Le gouvernement s’apprête à déposer sur la table de l’Assemblée nationale un nouveau code gazier pour, dit-il, une bonne gouvernance des ressources. Interpellé sur la question, le Coordonnateur régional Afrique de l’ouest de l’Ong «Publier ce que vous payez», Demba Seydi, a émis des réserves sur la pertinence d’une telle loi. Mieux, il dénonce l’excès de pouvoir, dans les textes et loi, du président de la République.
Un code gazier devra remplacer les dispositifs concernant le gaz dans le code pétrolier qui est en gestation. Seulement, la pertinence de cette nouvelle loi soulève des interrogations auprès de certains acteurs de la société civile. C’est le cas de Demba Seydi, coordonnateur régional Afrique de l’Ouest de l’organisation non gouvernementale, «Publiez ce que vous payez». Ce dernier qui intervenait sur la gouvernance des ressources extractives estime qu’il y a un excès de pouvoir qui a été attribué au président de la République ainsi qu’aux acteurs étatiques impliqués directement comme les ministères. Selon lui, malgré les efforts de gouvernance qui peuvent favoriser la transparence dont l’Initiative pour la transparence dans les industries extractives (Itie), cet excès de pouvoir dans les textes ne favorise pas la bonne gouvernance. A l’en croire, cela peut être susceptible de favoriser des actes de corruption dans le secteur. Ensuite, poursuit-il, ce sont des acteurs qui agissent généralement de façon très isolée et qui ont des agendas parfois politiques qui ne correspondent pas forcément aux besoins réels des populations. «Il y a un certain nombre de problèmes liés à l’élaboration des textes. D’abord, c’est l’approche. Elle n’est pas inclusive et participative. Parce que, nous considérons que le meilleur texte de loi, quel que soit le secteur, c’est le texte qui fait le consensus de la majorité des populations sur la base des consultations qui sont organisées. Que ce soit les acteurs de la société civile, les populations à travers le parlement et les collectivités territoriales», a relevé M. Seydi. Qui déplore également que les textes élaborés au Sénégal soient laconiques. En réalité, regrette-t-il, ce sont des phrases qui sont du fourre-tout. «Il n’y a pas de détails qui permettent au moins à chaque acteur de savoir jusqu’où s’arrête son rôle. Cela constitue un réel problème notamment, dans le secteur extractif où beaucoup d’articles et codes renvoient à des arrêtés. Ce qui donne au président de la République encore beaucoup plus de pouvoirs d’agir et pas souvent forcément au bénéfice des populations. Cela reste problématique par rapport à nos textes», s’offusque-t-il.
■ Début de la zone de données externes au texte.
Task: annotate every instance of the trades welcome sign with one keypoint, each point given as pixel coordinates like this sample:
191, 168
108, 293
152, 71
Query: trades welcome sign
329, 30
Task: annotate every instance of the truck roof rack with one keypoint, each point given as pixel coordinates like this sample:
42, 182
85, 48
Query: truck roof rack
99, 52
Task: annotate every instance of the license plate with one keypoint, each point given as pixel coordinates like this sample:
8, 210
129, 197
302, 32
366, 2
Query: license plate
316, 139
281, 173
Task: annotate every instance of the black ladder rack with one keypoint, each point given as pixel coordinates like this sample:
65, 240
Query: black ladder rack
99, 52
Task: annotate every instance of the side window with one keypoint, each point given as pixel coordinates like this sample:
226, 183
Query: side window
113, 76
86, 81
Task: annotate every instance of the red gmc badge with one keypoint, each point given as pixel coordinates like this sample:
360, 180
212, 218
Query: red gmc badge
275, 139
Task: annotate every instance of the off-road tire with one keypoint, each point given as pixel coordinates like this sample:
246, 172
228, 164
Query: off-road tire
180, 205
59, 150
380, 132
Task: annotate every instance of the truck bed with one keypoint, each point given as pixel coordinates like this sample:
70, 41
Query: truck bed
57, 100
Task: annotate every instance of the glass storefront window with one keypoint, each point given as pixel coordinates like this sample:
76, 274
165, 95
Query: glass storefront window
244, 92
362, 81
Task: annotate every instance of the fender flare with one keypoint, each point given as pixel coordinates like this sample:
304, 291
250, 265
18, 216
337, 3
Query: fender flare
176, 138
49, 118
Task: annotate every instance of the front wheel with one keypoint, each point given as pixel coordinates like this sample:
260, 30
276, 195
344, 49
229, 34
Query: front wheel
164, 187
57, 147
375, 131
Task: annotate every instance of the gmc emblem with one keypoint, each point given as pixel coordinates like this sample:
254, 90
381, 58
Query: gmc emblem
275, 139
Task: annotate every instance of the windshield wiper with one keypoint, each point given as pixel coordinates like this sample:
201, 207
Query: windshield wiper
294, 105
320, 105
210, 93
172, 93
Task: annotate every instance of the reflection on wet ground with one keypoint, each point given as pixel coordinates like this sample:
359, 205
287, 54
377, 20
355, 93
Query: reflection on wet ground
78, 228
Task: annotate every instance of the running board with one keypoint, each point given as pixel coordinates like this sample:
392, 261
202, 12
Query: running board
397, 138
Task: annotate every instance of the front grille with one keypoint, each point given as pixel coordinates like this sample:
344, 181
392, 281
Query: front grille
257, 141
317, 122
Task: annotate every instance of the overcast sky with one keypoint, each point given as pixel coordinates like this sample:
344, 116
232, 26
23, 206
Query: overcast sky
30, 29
Des démarches qui ne sont pas sans conséquences. Car, explique-t-il, au moment de la mise en œuvre, le texte n’étant pas clair, l’Etat ne définit pas clairement les moyens de mis en œuvre de ces textes et lois. Parce que, s’insurge-t-il, il n’y a même pas un plan opérationnel de la mise en œuvre de ces lois. Pis, Demba Seydi révèle que le cadre institutionnel qui est chargé de pouvoir garantir la mise en œuvre de ces lois est souvent déficitaire. «Souvent, ce sont des institutions qui n’ont pas les moyens d’exercer correctement le travail ou bien elles n’existent tout simplement pas dans l’exercice de leur fonction et les conséquences, c’est que du point de vue économique et financier, nous nous sentons léser. Cela redonne beaucoup plus de pouvoirs à un groupe d’individus et malheureusement qui peuvent être exposés à des situations de corruption, de concussion ou de toute autre délit connexe», clame-t-il. Par ailleurs, il se désole de l’absence de l’ensemble des acteurs dans l’élaboration du nouveau code gazier. Ce qu’il considère comme une première erreur. «Comparer aux autres lois qui ont été adoptées au Sénégal, la loi sur le gaz n’a pas été communiquée en réalité. On s’est réveillé un beau jour pour nous dire que le Sénégal va adopter une loi sur le gaz. C’est un problème. Je ne vois pas la pertinence de séparer la loi gazière de la loi pétrolière. Ce sont deux secteurs très connexes, très liés. C’est généralement les mêmes acteurs qui agissent dans ce milieu. A quoi bon créer un code gazier ? Surtout que la majorité des gisements gaziers ont été déjà attribués sur la base de la loi sur le pétrole. Est-ce que cela signifie qu’on va casser ces contrats qui sont attribués sur la base du code pétrolier. Donc, cela crée totalement un flou pour les années à venir étant donné que les contrats et les clauses qui sont déjà consignés, la nouvelle loi ne va pas s’appliquer à ces contrats», a-t-il conclu.